Sunday, January 23, 2022

We're in the deep depths of winter cold, with temperature falling to -27C and -29C at night. Making snuggling into bed at night for all of us under the depth of a winter duvet pure pleasure. What hasn't been too pleasant is deciding to remain at home the last few days, foregoing our usual daily traipse through the forest trails in the ravine we access up the street from our house.

Just too cold. -19C with wind has had Jackie and Jillie zipping quickly back into the house from the backyard when they go out to evacuate. One of us always accompanies them and when it's this cold it's just as well. Often they don't seem to realize how cold it is and they want to play in the snow together, run after one another, do a little bit of stand-up boxing, and then the cold suddenly hits them and they freeze. Literally.

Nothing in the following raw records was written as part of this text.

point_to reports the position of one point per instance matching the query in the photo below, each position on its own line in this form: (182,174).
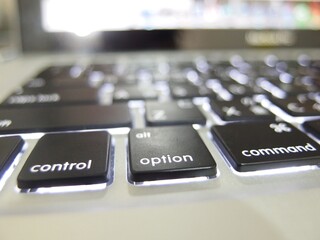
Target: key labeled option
(67,159)
(162,153)
(265,145)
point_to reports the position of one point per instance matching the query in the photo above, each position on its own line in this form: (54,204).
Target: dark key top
(9,148)
(188,90)
(298,106)
(168,153)
(24,120)
(134,92)
(313,127)
(60,77)
(53,96)
(240,109)
(265,145)
(67,159)
(173,113)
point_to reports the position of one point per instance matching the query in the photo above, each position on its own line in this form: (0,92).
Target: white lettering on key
(58,167)
(154,161)
(5,123)
(278,150)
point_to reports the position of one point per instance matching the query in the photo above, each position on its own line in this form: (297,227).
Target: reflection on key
(265,145)
(67,159)
(60,118)
(163,153)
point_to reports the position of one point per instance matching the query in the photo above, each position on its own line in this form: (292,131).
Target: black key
(313,127)
(173,113)
(134,92)
(9,148)
(53,96)
(168,153)
(187,90)
(296,106)
(45,119)
(67,159)
(60,77)
(265,145)
(240,109)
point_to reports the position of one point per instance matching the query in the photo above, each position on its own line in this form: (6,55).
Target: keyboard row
(156,154)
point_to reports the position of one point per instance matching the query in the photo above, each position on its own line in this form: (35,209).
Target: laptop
(178,119)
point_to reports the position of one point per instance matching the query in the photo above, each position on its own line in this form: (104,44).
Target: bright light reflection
(68,189)
(10,170)
(171,181)
(276,171)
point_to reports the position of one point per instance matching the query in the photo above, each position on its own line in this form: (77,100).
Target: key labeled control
(265,145)
(66,159)
(162,153)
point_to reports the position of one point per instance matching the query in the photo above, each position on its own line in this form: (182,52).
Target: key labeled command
(265,145)
(67,159)
(163,153)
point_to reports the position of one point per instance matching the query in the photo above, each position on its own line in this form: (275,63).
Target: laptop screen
(106,25)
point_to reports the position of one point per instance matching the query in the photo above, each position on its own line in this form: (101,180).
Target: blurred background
(53,21)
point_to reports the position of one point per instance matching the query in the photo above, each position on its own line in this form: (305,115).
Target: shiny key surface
(163,153)
(67,159)
(45,119)
(265,145)
(9,148)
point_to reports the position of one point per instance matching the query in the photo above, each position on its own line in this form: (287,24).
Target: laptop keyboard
(260,115)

And that's when they don't seem to be able of their own volition to even move. We swoop them up and haul them back inside. The snow invigorates them and the extreme cold turns them into little frozen statues, the realization sneaking up on their awareness that it's suddenly too old to even move because the cold is painful.

They adjust to being at home instead of having a break outside, but when the weather relents enough to enable us to get out they're overjoyed at the freedom they're faced with in the woods to race about and catch up with anything they may have missed.

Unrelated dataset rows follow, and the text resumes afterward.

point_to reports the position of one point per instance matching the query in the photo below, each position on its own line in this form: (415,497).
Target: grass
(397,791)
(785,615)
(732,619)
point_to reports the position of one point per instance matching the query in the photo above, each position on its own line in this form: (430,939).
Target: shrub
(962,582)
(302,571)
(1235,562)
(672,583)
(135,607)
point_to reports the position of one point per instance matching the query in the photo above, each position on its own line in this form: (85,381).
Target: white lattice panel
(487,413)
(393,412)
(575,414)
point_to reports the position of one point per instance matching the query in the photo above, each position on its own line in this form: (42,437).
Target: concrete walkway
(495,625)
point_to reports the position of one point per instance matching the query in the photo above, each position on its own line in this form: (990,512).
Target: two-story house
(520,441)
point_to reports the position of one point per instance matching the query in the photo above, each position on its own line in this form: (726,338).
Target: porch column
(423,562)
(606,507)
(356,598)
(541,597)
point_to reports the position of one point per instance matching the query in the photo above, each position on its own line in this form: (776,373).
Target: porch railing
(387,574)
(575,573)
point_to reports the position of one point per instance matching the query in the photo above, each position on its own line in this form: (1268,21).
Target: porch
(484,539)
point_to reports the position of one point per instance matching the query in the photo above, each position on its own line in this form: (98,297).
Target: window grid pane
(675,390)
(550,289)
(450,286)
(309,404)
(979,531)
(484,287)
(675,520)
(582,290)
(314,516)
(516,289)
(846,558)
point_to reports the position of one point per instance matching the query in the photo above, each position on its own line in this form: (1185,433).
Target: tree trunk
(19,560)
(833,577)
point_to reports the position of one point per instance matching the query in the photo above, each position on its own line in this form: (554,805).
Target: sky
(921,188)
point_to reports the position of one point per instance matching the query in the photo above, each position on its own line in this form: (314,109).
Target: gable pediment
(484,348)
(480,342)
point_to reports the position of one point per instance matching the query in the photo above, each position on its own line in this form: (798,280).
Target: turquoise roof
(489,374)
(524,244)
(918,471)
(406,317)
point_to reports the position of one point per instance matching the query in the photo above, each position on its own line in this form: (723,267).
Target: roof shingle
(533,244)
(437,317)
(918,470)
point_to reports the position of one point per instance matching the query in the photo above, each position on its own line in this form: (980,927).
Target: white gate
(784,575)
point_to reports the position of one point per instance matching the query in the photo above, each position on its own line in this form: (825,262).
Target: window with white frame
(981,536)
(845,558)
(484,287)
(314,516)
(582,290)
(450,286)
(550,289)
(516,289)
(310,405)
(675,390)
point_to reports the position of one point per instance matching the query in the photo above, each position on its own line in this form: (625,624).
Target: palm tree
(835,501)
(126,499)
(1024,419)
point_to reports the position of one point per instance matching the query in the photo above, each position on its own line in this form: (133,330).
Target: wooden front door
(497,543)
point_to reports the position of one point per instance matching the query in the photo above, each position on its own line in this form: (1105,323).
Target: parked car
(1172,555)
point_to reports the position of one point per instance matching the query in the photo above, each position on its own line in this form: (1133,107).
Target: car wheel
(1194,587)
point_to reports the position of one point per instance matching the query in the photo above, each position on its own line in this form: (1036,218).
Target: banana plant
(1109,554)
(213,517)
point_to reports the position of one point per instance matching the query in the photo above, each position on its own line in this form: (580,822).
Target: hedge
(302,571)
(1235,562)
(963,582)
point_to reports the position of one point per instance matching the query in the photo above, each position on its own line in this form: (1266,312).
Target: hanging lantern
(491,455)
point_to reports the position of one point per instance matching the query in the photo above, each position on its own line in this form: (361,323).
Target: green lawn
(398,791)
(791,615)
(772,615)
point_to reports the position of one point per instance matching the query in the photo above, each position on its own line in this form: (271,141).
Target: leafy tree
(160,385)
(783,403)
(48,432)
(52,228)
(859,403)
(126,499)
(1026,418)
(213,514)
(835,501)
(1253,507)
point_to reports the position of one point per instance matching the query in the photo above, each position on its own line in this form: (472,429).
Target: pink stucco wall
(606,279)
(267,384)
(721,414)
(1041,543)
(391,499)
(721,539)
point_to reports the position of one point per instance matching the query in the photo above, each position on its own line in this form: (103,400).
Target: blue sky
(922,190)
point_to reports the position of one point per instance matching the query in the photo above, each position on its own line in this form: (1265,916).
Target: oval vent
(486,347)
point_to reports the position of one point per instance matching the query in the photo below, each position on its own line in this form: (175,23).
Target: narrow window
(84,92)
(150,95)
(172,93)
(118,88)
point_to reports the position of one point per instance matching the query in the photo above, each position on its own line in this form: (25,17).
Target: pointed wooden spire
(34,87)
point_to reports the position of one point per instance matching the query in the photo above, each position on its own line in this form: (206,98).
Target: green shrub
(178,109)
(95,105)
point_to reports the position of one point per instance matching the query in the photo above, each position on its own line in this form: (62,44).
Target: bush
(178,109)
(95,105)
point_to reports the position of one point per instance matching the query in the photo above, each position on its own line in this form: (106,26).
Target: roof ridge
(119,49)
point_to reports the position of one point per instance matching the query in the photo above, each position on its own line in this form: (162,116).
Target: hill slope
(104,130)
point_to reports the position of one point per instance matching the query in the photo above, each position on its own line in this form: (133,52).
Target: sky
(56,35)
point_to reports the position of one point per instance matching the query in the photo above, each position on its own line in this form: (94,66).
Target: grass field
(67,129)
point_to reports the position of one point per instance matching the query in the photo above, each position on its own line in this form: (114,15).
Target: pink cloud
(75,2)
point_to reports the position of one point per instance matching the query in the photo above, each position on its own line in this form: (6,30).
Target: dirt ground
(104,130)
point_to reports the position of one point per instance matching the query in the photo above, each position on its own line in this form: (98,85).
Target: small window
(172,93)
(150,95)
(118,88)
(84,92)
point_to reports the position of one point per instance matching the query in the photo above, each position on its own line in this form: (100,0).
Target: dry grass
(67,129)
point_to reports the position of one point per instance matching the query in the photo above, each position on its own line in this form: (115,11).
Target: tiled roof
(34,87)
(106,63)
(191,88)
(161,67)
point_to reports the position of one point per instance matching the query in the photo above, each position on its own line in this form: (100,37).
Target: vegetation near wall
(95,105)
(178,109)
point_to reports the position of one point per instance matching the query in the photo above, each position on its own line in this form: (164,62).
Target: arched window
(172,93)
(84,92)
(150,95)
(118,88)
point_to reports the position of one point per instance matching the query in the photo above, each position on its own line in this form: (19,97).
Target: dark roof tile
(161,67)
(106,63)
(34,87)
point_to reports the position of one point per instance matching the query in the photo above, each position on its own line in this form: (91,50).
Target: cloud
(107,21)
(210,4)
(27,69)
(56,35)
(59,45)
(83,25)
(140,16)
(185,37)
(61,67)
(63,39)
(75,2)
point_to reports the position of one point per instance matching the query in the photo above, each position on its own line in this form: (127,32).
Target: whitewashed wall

This is the kind of weather where you want to have a hot, aromatic bowl of soup to restore your creature comforts. Which means we've been having quite a lot of soup lately. Jackie and Jillie pass on the soup, but they're keen on the vegetables that go into soup.

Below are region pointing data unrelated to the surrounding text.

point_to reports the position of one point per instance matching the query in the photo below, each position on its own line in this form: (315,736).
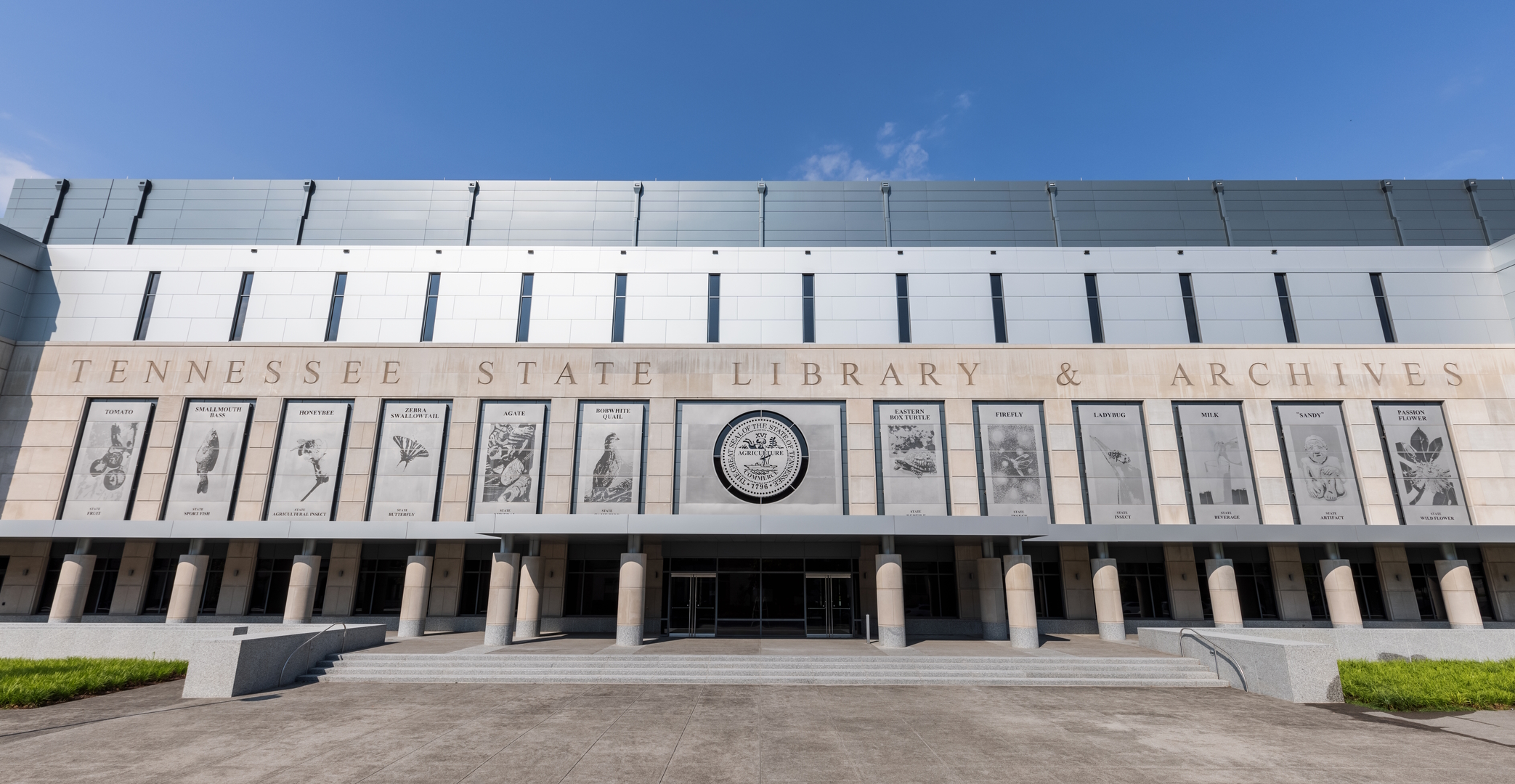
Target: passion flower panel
(1317,457)
(1421,465)
(103,478)
(209,459)
(408,464)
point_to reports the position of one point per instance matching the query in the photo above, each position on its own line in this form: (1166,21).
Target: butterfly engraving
(410,450)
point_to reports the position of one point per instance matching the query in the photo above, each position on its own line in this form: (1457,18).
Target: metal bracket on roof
(763,217)
(58,206)
(473,203)
(146,187)
(305,214)
(1220,202)
(1471,187)
(1052,203)
(1388,197)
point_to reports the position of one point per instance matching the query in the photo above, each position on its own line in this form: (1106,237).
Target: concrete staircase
(763,669)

Today's 'warmest' point of the day was late-morning/early-afternoon when the temperature sat at -12C, slightly colder in the ravine. If we waited to later in the afternoon it would be around -16C, so we decided to nip out a little earlier than usual. The wind was to our faces walking up the street to the ravine entrance, and it was amply cold, but the sun was hard at work trying to temper the wind's influence, until we got to the forest interior and both sun and wind effects were diminished. 

The forest creek is completely frozen over. In most places snow has billowed over the frozen creek so it cannot be distinguished from anywhere else on the forest floor. In areas that are slightly more open to wind, it sweeps the snow away and the ice can be seen, white and opaque.

Wildflowers that were the last to bloom in late fall remain dry and upright through all the storms that hit in the winter, ferocious as some of them can be. The vegetation remains defiantly upright, their flowers turned into clinging little nettles that like to burrow deep into little dogs' haircoats if they get the chance. Those that asters produce are particularly prickly, looking for a ride home on unsuspecting dogs.